1UP Parent Guide
This disaster of a movie mixes together a made-for-kids-tv vibe with adult levels of profanity.
Parent Movie Review
Vivian (Paril Berelc) made it to university on an e-sports scholarship, playing high level competitive video games on the school team. Her friend, Sloane (Hari Nef), is the only other girl on the team, and they are getting sick of the sexist treatment they receive from their male teammates. Eventually, enough is enough, and both young women quit the team.
The only problem is that their scholarships are still riding on e-sports participation, so Vivian and Sloane have to put together a team of their own if they want to stay in university. Even worse, the college has decided that they’re only willing to fund one team, so whoever loses this tournament loses the team, their scholarships, and their futures. With the help of former games designer and current professor Parker (Ruby Rose), they put together an oddball new team, called the 8-Bits, composed entirely of other female students.
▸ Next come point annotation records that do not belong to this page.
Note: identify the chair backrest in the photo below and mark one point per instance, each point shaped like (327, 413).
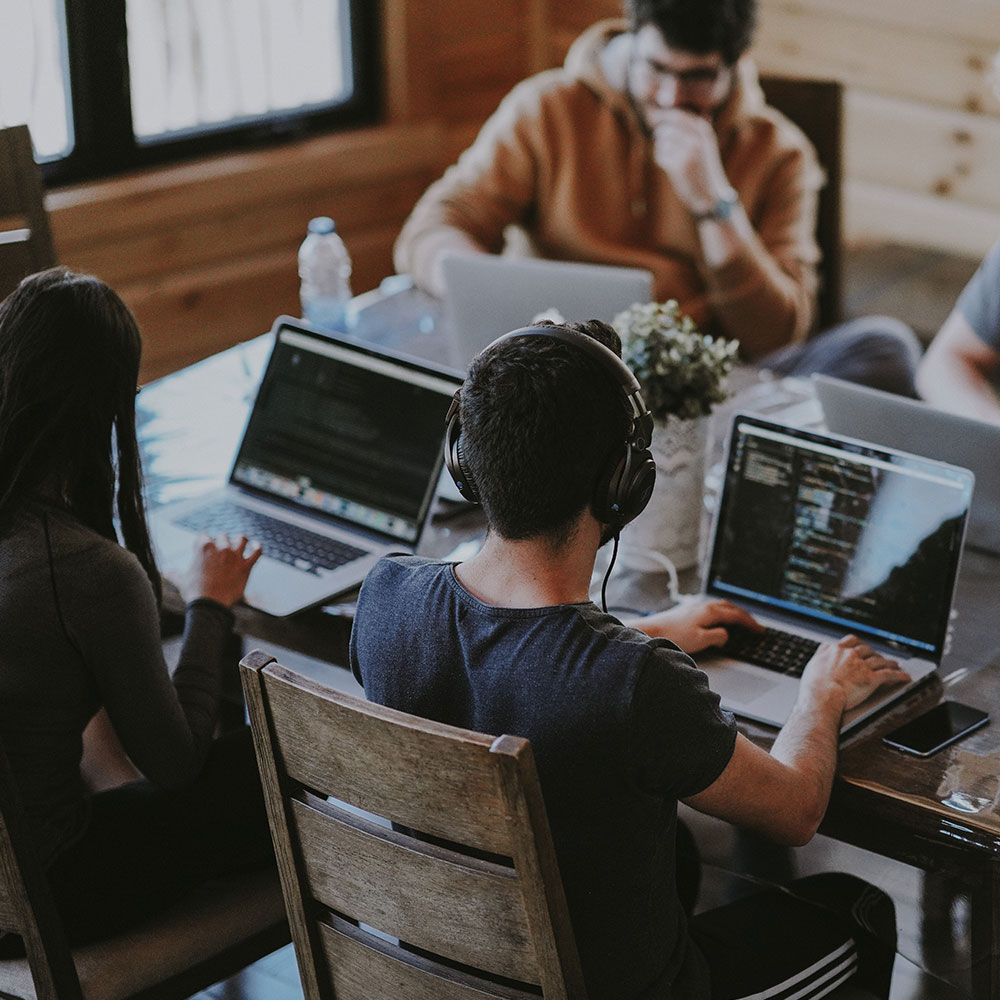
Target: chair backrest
(25, 237)
(816, 106)
(26, 904)
(415, 857)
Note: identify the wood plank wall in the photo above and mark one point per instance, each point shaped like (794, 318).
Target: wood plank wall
(922, 122)
(205, 252)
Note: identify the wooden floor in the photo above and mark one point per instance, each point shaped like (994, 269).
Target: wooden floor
(920, 288)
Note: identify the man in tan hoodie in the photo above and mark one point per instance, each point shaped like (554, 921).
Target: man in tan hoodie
(652, 147)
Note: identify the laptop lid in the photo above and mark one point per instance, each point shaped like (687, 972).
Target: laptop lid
(346, 432)
(911, 425)
(486, 295)
(841, 534)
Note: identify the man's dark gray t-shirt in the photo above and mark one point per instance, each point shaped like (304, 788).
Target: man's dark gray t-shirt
(979, 302)
(621, 726)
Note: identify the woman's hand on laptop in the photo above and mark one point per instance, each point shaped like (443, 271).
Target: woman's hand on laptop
(851, 669)
(220, 569)
(696, 623)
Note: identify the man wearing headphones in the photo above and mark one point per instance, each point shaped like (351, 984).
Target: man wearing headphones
(549, 433)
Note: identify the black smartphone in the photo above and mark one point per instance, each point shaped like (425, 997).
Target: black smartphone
(936, 728)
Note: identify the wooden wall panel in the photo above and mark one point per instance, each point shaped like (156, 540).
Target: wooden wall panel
(923, 150)
(205, 253)
(920, 50)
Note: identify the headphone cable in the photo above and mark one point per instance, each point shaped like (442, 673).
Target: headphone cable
(611, 566)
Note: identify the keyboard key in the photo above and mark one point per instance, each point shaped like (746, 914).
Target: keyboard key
(783, 652)
(288, 543)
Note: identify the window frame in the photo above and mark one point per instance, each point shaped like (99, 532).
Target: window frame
(101, 110)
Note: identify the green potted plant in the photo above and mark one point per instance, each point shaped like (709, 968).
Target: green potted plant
(682, 373)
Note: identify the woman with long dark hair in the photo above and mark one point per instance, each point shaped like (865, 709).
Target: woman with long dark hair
(79, 626)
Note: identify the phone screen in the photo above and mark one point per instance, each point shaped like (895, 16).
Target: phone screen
(936, 728)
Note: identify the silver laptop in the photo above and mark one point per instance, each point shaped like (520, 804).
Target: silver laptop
(818, 537)
(486, 295)
(338, 466)
(911, 425)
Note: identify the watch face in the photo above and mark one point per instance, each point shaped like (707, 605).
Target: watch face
(725, 206)
(722, 209)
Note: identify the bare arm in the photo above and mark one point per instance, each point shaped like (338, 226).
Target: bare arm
(957, 370)
(784, 793)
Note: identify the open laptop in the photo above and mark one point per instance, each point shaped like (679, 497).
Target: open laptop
(486, 295)
(819, 537)
(911, 425)
(338, 466)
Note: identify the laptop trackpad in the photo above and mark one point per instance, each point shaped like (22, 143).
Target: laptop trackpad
(737, 686)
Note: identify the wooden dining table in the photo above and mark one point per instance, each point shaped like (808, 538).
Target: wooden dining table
(940, 814)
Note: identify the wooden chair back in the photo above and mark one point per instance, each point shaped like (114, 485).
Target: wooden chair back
(415, 857)
(26, 905)
(817, 107)
(25, 237)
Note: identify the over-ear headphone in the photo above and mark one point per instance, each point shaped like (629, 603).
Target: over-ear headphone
(624, 488)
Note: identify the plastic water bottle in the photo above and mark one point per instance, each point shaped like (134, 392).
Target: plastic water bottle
(325, 273)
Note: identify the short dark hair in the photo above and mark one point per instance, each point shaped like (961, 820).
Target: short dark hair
(69, 363)
(541, 421)
(701, 26)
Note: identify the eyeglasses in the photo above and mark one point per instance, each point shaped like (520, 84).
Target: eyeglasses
(699, 82)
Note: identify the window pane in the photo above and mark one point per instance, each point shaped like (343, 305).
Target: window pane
(200, 63)
(34, 74)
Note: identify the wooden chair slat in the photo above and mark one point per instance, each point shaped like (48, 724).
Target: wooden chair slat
(22, 199)
(431, 906)
(324, 743)
(472, 920)
(363, 967)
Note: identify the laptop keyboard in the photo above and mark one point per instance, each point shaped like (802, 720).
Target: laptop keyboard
(773, 648)
(305, 550)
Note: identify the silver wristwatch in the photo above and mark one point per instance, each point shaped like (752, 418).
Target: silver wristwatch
(723, 208)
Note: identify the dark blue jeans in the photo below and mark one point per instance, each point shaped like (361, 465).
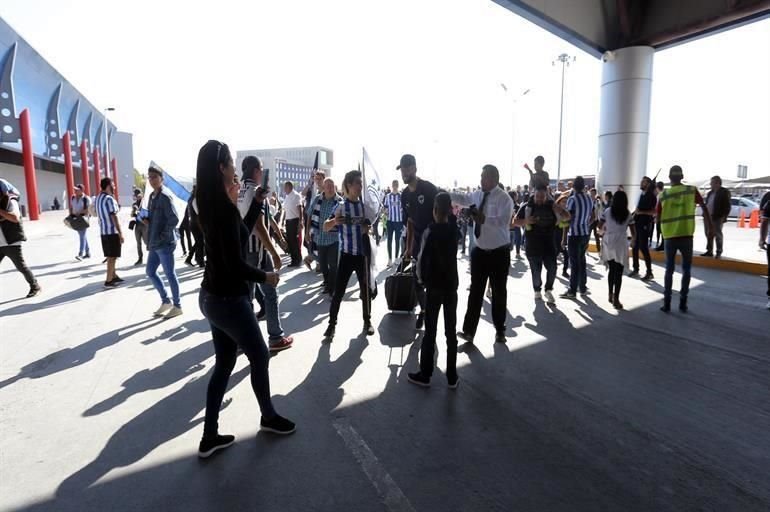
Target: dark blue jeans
(576, 248)
(233, 326)
(165, 257)
(684, 246)
(394, 230)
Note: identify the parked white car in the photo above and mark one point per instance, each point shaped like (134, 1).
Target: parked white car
(738, 204)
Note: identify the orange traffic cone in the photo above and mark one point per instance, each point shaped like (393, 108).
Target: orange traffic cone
(754, 219)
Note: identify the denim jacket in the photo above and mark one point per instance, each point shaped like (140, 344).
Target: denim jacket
(163, 221)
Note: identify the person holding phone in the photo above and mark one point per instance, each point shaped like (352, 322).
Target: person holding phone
(348, 217)
(252, 204)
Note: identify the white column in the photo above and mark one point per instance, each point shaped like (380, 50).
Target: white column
(624, 123)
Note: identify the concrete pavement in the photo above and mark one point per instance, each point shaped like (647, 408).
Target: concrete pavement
(584, 408)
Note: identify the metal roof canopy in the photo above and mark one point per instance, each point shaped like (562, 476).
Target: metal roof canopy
(597, 26)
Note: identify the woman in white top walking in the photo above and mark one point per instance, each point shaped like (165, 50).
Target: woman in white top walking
(614, 224)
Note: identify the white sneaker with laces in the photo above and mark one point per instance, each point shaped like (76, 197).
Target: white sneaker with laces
(174, 311)
(162, 310)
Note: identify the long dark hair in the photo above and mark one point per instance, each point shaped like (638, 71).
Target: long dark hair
(210, 193)
(619, 207)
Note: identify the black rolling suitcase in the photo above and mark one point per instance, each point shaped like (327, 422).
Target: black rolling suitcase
(400, 290)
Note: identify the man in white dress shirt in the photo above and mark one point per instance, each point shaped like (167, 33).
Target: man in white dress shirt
(292, 205)
(491, 210)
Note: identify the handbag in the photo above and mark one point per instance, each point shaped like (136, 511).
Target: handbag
(76, 222)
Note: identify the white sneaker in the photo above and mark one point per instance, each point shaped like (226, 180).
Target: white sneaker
(162, 310)
(175, 311)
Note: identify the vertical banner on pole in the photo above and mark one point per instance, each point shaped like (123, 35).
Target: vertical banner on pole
(29, 165)
(84, 168)
(69, 175)
(115, 178)
(97, 172)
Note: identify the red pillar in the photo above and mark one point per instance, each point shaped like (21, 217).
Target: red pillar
(84, 168)
(29, 165)
(115, 178)
(69, 174)
(97, 177)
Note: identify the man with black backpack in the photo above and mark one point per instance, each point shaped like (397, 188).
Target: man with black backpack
(12, 236)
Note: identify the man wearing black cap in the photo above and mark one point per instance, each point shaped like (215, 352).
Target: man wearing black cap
(417, 200)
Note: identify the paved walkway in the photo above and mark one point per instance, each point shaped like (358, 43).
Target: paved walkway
(584, 408)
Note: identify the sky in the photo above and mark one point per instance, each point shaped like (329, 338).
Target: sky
(396, 77)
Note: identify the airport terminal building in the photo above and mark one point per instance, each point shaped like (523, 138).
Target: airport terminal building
(31, 87)
(290, 164)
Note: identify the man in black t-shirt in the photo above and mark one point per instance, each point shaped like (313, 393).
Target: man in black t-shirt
(764, 236)
(417, 202)
(644, 219)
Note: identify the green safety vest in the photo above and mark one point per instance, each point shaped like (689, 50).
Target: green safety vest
(677, 217)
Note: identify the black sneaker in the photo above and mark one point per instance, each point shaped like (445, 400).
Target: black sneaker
(277, 425)
(419, 379)
(420, 320)
(207, 447)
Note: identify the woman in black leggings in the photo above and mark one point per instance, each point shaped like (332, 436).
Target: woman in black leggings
(224, 296)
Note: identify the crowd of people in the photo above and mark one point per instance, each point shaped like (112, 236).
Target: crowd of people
(234, 227)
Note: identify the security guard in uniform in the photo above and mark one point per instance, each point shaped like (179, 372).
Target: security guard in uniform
(676, 211)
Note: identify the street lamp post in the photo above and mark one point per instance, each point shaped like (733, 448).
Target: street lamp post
(513, 126)
(565, 60)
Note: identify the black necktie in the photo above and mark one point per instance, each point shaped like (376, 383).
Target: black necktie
(477, 227)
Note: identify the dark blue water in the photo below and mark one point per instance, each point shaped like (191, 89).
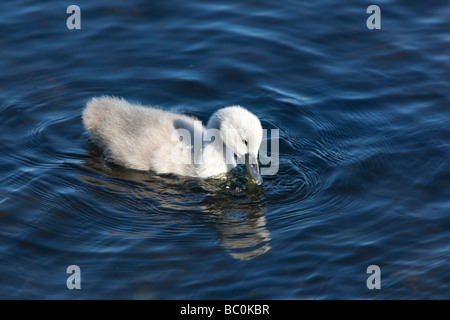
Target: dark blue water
(364, 175)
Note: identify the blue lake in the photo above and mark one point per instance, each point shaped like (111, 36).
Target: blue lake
(364, 151)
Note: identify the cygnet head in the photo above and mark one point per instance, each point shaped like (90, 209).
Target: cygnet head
(241, 131)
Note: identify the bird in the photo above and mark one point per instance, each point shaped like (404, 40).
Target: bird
(148, 138)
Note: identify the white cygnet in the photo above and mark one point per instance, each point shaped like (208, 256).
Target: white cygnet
(148, 138)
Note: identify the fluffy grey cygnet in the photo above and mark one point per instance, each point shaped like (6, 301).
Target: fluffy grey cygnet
(142, 138)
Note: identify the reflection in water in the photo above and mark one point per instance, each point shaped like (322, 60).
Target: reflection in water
(237, 214)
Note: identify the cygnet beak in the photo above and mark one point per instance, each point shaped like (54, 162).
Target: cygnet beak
(252, 168)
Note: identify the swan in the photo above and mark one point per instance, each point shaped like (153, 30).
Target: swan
(148, 138)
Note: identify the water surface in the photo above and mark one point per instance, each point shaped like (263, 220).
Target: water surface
(364, 169)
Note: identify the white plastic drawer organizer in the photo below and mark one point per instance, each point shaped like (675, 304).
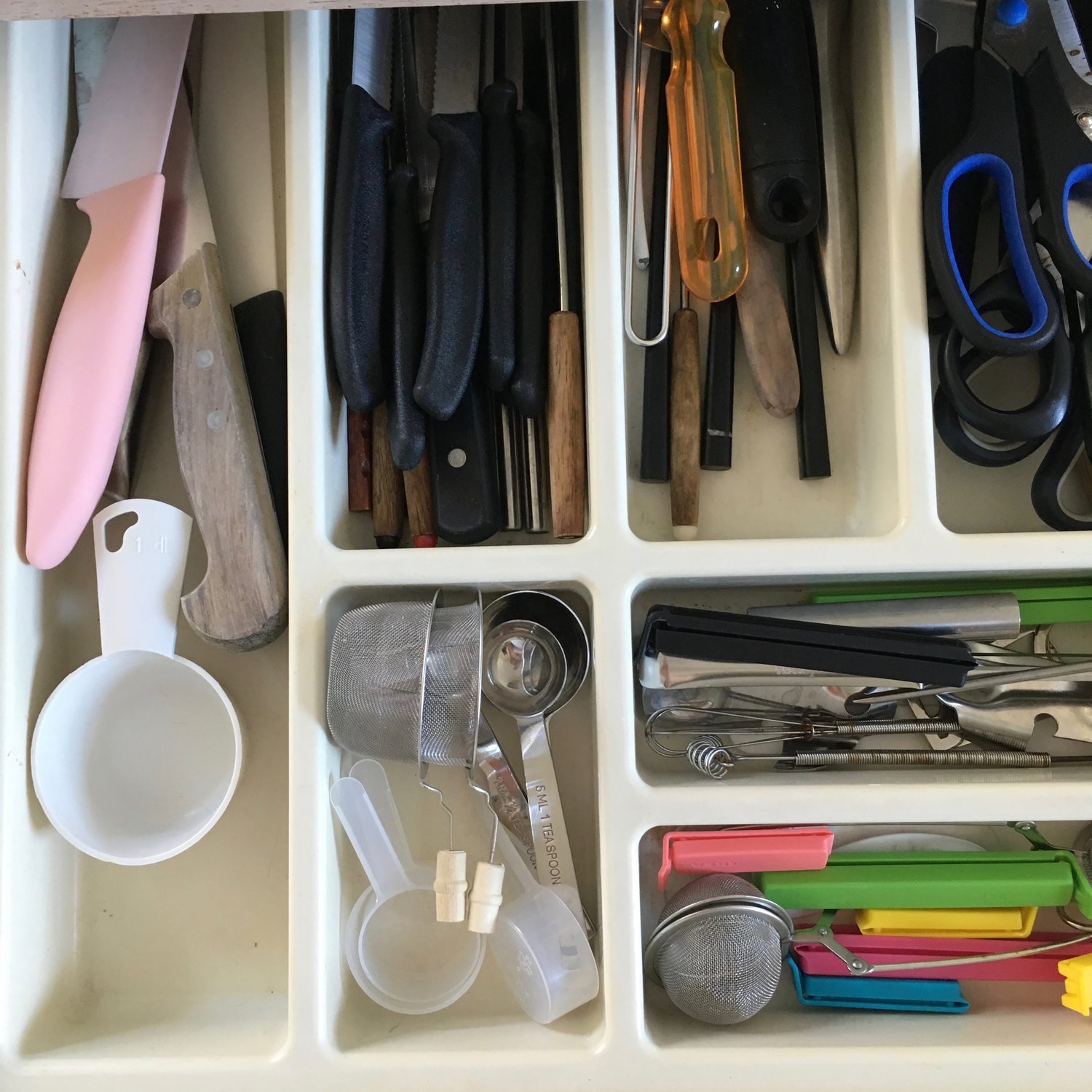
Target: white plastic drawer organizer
(224, 967)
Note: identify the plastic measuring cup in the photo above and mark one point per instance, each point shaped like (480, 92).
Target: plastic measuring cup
(397, 952)
(539, 947)
(137, 753)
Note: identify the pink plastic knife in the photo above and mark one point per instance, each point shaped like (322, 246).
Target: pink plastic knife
(115, 174)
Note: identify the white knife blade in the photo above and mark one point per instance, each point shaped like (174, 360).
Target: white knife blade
(373, 30)
(124, 135)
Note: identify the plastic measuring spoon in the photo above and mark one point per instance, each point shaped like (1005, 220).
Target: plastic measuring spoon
(400, 956)
(137, 753)
(539, 948)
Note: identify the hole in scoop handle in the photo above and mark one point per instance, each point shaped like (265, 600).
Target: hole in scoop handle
(387, 871)
(140, 585)
(553, 854)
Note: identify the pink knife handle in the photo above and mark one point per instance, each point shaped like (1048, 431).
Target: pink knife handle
(90, 368)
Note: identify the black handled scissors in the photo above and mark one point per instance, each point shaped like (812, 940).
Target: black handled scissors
(1018, 48)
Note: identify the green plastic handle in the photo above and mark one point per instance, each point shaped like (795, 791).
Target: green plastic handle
(1039, 605)
(930, 882)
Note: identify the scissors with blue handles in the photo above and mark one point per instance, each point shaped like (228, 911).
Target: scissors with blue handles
(1031, 107)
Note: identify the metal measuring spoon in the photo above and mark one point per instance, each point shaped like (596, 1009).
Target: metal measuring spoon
(537, 657)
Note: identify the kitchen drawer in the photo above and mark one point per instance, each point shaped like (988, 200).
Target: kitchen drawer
(223, 968)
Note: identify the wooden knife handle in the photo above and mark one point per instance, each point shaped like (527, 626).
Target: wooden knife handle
(419, 487)
(358, 445)
(388, 489)
(565, 424)
(686, 423)
(768, 338)
(242, 600)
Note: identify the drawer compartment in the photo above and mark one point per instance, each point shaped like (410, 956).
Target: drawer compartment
(188, 957)
(1024, 1010)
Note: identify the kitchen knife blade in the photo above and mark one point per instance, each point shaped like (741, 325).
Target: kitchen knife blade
(358, 221)
(242, 601)
(456, 255)
(115, 174)
(836, 233)
(498, 108)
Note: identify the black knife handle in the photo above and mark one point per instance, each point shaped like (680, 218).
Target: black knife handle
(498, 108)
(720, 387)
(405, 423)
(357, 234)
(812, 443)
(766, 43)
(528, 389)
(264, 340)
(454, 274)
(464, 471)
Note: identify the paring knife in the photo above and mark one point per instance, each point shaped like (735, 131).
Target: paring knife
(462, 447)
(91, 39)
(115, 174)
(242, 601)
(405, 271)
(836, 234)
(358, 223)
(454, 273)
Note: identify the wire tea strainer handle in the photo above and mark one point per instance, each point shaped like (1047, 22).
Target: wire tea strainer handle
(823, 934)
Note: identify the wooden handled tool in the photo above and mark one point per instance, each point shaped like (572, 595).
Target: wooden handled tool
(388, 488)
(565, 405)
(419, 489)
(242, 600)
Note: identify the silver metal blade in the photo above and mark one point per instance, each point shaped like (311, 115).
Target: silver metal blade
(458, 59)
(186, 224)
(371, 52)
(124, 130)
(90, 41)
(1070, 39)
(412, 115)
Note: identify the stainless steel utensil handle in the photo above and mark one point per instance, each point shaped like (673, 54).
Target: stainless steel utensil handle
(506, 796)
(553, 855)
(858, 965)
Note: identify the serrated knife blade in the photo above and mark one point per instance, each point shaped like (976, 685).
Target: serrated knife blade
(458, 59)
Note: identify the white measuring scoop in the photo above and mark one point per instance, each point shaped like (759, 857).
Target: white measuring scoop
(400, 956)
(137, 753)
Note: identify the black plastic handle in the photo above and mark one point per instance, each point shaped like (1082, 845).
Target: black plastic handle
(766, 44)
(657, 395)
(357, 245)
(264, 340)
(498, 109)
(464, 471)
(720, 387)
(528, 389)
(405, 423)
(1069, 445)
(454, 272)
(992, 148)
(1064, 161)
(1045, 412)
(812, 443)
They’re going to have to learn to work together quickly if they want any chance of beating the boys’ team in the national tournament…
1Up has some of the worst tonal dissonance I’ve ever seen. It feels like a Disney Channel made-for-TV nightmare movie which some maniac tried to retrofit for an adult audience by packing it with lewd jokes. The plot and dialogue (apart from the jokes) were written for, and arguably by, nine-year-olds but the rest of the content is geared solidly at the R-rated audience – not that that makes them any funnier. Mostly, it’s just gross.
Despite a relatively short runtime, the movie drags like roadkill stuck to a steamroller on wet tar. There are roughly three different training montages, none of which actually lead anywhere, and character development is limited solely to the protagonist, who eventually learns to play less selfishly. It’s not exactly a revelation. Everyone else just hangs around to give the background a little more vibrancy. Apart from the raunchy dialogue, the film has some other issues. While it isn’t as packed with profanity as I expected, the protagonist’s roommate keeps trying to dose her with psychedelics, including psylocibin and ayahuasca.
While the film does manage to bring some impressive diversity to the team, they never really develop or explore these characters and it feels more tokenistic than sincere. While I would like to see more inclusion of diverse groups in both film and games, 1Up doesn’t make it feel earned. Worse, it buries them in one of the worst scripts I’ve ever had the misfortune to sit through. This film marries all the disgusting joys of listening to a competitive game voice chat lobby with the infinite aggravations of made-for-tv kids programming. There’s a matchmaking error if I ever saw one.Directed by Kyle Newman. Starring Ruby Rose, Paris Berelc, and Hari Nef. Running time: 100 minutes. Theatrical release July 15, 2022. Updated July 15, 2022
Watch the trailer for 1UP
Rating & Content Info
Why is 1UP rated R? 1UP is rated R by the MPAA for sexual material, some language, and drug use
Violence: An individual is tackled by police. Several graphic threats are made.
Sexual Content: There are frequent graphic sexual references throughout the film.
Profanity: There are 12 uses of scatological terms, one use of a sexual expletive, and frequent uses of mild curses and terms of deity.
Alcohol / Drug Use: Adult characters are briefly seen drinking socially. One character is seen eating brownies baked with psylocibin, and others are unwittingly dosed with ayahuasca.
Page last updated July 15, 2022
1UP Parents' Guide
How have e-sports developed? What kind of skills are required to be successful in these tournaments? What kind of games are selected for competition? What qualities do those games have that make them well suited for competition? What kind of money is on the line in these tournaments?
Gamers have a nasty reputation for how they treat women and minorities. What was “Gamergate? How did that affect the industry? Have any lessons been learned? What would it take to positively change gaming culture?
How are video games depicted on film? How do films struggle to accurately capture the realities of games? Do any films get it right? What do they get wrong?